Mortality in AP is initially determined by the heightened inflammatory response and POF. Later in the course of the disease, mortality is determined by complex events like development of infection, sepsis, need for surgery and consequent perioperative mortality. There are numerous prognostic models and markers to predict severe disease, prolonged hospital stay, infectious complications etc., but very few of them predict mortality, the final outcome in AP. In the current study, we found that presence of tetany had the highest specificity for prediction of mortality. Although the percentage of deaths in patients with severe pancreatitis (42.1%) was high compared with what has been described in literature, but this can be explained by the fact that our center is a tertiary care referral center, and, by the time patients are referred to us, they are morbidly sick.

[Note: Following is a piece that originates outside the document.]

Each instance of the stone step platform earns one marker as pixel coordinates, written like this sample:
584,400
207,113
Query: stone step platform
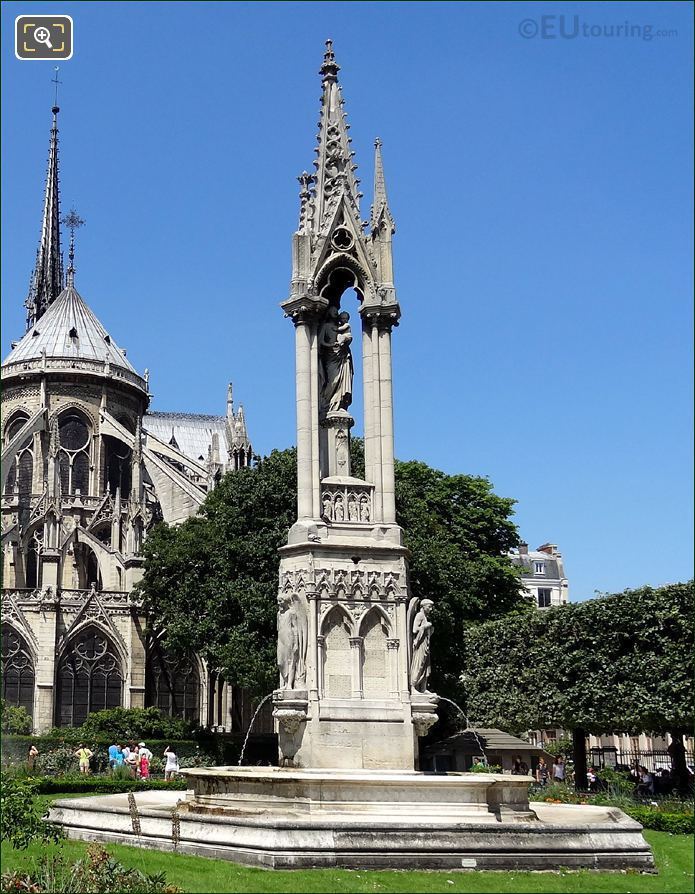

The limitations of the current study include data from a single center and consequently the small number of patients with tetany. Moreover, we did not compare tetany/corrected serum calcium levels with other biochemical markers of severity and prognosis such as C-reactive protein. Finally, we did not test for serum calcitonin or urinary levels of variables of calcium metabolism and levels of free fatty acids which could have given more insight into the pathophysiology of hypocalcemia in AP. Although tetany carries a 100% specificity for prediction of poor outcome in AP, its absence does not rule out the existence of a severe disease with poor outcome.
In conclusion, AP patients with tetany have a very poor prognosis and presence of hypocalcemic tetany could be used as a simple bedside marker of increased mortality. Further studies with large sample size are required to confirm these results and also to study the pathophysiology of hypocalcemia and tetany in AP in order to treat these patients with poor prognosis more effectively.